Charise and Mangum both hope that the symposium is an opportunity to build bridges that strengthen connections among the humanities, arts, and health campuses at the University of Iowa. Already there have been a series of spirited and well-attended planning sessions with people from across the University. It is also an opportunity to contribute to “the sedimentation,” as Charise puts it, of the subfield. In planning speakers and panels, she has been especially keen to emphasize the breadth of health humanities, which can include American studies, anthropology, the visual and performing arts, English, ethnic studies, history, philosophy, psychology, religious studies, sociology, public health, nursing, physical rehabilitation, and many other disciplines, as opposed to the medical humanities which are often narrower in scope and designed solely for medical students.

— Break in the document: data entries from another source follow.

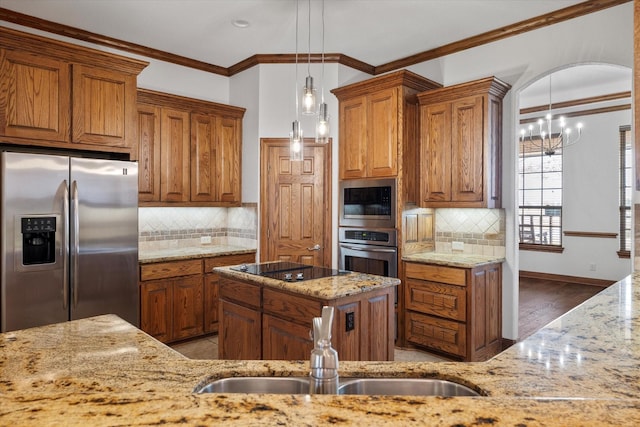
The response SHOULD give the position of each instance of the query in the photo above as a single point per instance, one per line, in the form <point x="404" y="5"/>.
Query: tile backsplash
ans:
<point x="180" y="227"/>
<point x="481" y="231"/>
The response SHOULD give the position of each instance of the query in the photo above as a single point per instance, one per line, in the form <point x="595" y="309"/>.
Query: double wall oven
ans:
<point x="367" y="236"/>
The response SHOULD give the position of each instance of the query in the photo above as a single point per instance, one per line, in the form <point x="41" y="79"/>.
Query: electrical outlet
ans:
<point x="457" y="246"/>
<point x="350" y="321"/>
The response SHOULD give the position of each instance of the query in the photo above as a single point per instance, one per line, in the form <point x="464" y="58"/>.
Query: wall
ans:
<point x="590" y="204"/>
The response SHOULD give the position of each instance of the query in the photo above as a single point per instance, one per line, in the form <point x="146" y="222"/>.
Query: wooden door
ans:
<point x="284" y="340"/>
<point x="353" y="138"/>
<point x="174" y="155"/>
<point x="382" y="134"/>
<point x="156" y="300"/>
<point x="148" y="153"/>
<point x="239" y="333"/>
<point x="435" y="152"/>
<point x="104" y="107"/>
<point x="467" y="149"/>
<point x="34" y="97"/>
<point x="228" y="159"/>
<point x="295" y="203"/>
<point x="203" y="168"/>
<point x="188" y="307"/>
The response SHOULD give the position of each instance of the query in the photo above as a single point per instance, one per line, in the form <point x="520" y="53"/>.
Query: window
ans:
<point x="626" y="179"/>
<point x="540" y="197"/>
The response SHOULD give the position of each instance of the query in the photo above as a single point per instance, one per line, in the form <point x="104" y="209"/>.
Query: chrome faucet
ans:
<point x="323" y="378"/>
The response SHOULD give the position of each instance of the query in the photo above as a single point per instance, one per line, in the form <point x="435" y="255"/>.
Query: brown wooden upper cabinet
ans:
<point x="461" y="145"/>
<point x="60" y="95"/>
<point x="189" y="151"/>
<point x="378" y="125"/>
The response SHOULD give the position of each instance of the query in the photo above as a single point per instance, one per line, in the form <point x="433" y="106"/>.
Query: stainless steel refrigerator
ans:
<point x="69" y="239"/>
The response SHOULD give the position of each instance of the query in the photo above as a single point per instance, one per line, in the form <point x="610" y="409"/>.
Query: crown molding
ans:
<point x="551" y="18"/>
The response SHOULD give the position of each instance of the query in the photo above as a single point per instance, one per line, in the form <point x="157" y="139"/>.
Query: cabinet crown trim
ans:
<point x="146" y="96"/>
<point x="399" y="78"/>
<point x="491" y="85"/>
<point x="37" y="45"/>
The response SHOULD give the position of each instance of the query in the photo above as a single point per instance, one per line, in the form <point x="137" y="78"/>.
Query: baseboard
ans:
<point x="569" y="279"/>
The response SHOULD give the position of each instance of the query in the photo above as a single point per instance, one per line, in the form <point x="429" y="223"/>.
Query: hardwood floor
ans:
<point x="542" y="301"/>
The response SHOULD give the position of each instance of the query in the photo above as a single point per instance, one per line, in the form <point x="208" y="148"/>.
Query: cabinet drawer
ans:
<point x="439" y="334"/>
<point x="242" y="293"/>
<point x="438" y="299"/>
<point x="290" y="307"/>
<point x="436" y="273"/>
<point x="165" y="270"/>
<point x="221" y="261"/>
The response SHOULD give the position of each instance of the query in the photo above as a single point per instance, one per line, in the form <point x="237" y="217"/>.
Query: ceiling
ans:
<point x="373" y="31"/>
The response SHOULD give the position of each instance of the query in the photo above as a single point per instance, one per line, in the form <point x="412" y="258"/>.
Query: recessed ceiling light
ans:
<point x="240" y="23"/>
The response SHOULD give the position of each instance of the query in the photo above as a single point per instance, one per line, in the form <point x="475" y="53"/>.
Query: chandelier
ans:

Growing Number of Health Humanities Programs

“We are really announcing a commitment to this expansive and, above all, rigorously imaginative vision of the field at the University of Iowa,” she says. “It is a commitment in line with the new minor in health humanities and courses at other post-secondary institutions,” including one at the University of Toronto-Scarborough that Charise is launching in Fall 2014, when she assumes her new role as an Assistant Professor of Health Studies. “I’m honored and excited to be given this chance to develop and lead the instruction of a brand new undergraduate course-cluster in health humanities,” the first of its kind in Canada and one of a growing number of such programs in North America.

The health humanities have an opportunity to forge new directions for undergraduate and graduate education, she believes. The field offers students a multitude of career and educational options, as opposed to the traditional but relatively singular option of medical school. “If there had been health humanities when I was starting college,” she muses, “I think I would have had clearer choices. My hope is to make those opportunities clearer for my students, who can now think seriously about building careers in this area. But I’m also committed to modeling—and advocating for—the opportunities presented by health humanities for colleagues and university administrators interested in expanding the role of the humanities in our society.”